Enhanced biocompatibility of PAMAM dendrimers benefiting from tuning their surface charges.

The surface charge of dendrimers is one of the key factors that determine their use in nanomedicine. Generation 5 poly(amido amine) dendrimers (G5 PAMAM) encapsulating with fluorescein sodium were employed to study the method to tune surface charge. Firstly, the surface primary amines were reacted with maleic anhydride to introduce double bonds. Then, l-cysteine and cysteamine were conjugated to these double bonds via thiol-ene additions in water, respectively. The surface charges of modified G5 PAMAMs were successfully controlled by tuning the molar ratio of L-cysteine to cysteamine.
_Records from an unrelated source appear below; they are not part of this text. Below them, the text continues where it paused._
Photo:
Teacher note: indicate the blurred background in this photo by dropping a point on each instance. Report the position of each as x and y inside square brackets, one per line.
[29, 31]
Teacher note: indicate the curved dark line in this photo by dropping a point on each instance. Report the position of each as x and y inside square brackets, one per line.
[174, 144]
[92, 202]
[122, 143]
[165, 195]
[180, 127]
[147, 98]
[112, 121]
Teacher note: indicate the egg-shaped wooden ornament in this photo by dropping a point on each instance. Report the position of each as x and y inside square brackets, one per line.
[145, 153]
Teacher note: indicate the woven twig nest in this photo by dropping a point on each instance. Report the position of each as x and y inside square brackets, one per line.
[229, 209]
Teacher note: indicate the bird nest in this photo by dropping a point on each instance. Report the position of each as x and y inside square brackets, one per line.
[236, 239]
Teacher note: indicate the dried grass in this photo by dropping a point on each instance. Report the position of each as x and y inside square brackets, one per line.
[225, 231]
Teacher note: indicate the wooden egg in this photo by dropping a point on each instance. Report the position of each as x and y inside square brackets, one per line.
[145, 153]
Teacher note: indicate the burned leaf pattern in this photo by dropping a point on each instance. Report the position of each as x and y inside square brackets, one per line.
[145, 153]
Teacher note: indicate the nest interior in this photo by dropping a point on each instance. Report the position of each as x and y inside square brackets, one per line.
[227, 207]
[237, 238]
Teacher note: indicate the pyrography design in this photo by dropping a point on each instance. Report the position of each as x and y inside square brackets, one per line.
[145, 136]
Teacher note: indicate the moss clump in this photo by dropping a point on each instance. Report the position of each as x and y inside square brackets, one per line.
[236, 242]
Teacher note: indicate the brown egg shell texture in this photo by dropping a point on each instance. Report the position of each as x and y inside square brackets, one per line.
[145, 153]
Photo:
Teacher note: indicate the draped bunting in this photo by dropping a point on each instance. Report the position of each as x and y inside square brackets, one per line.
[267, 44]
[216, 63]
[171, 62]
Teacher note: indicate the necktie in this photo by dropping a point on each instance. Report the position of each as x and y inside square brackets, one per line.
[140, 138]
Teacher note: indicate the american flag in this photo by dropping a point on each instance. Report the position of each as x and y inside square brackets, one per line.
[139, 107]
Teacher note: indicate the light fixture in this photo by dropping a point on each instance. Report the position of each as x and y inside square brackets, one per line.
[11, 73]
The surface charges of the resulting modified G5 PAMAMs varied from -16.0 mV to -3.7 mV at physiological pH. In addition, they showed good compatibility with proteins and cells compared with G5 PAMAM. Modified G5 PAMAMs and fibrinogen could coexist in solution without generating noticeable aggregation, while G5 PAMAM induces significant aggregation, indicating these modifications can effectively reduce the interaction force between G5 PAMAM and proteins. Furthermore, modified G5 PAMAMs exhibited negligible hemolysis, while G5 PAMAM caused severe hemolysis. The cytotoxicity assay demonstrated that modified G5 PAMAMs exhibited very low cytotoxicity to both HUVEC cells and KB cells (>90% cell viability) at high concentrations up to 2 mg/mL. The cellular uptake of them was much less efficient compared with that of G5 PAMAM. Moreover, the intravenous injected modified G5 PAMAMs were excreted by kidney with a relatively little accumulation in liver, confirming their good biocompatibility in vivo. It is expected that the modified G5 PAMAMs could be an excellent candidate for contrast agent carriers in the future.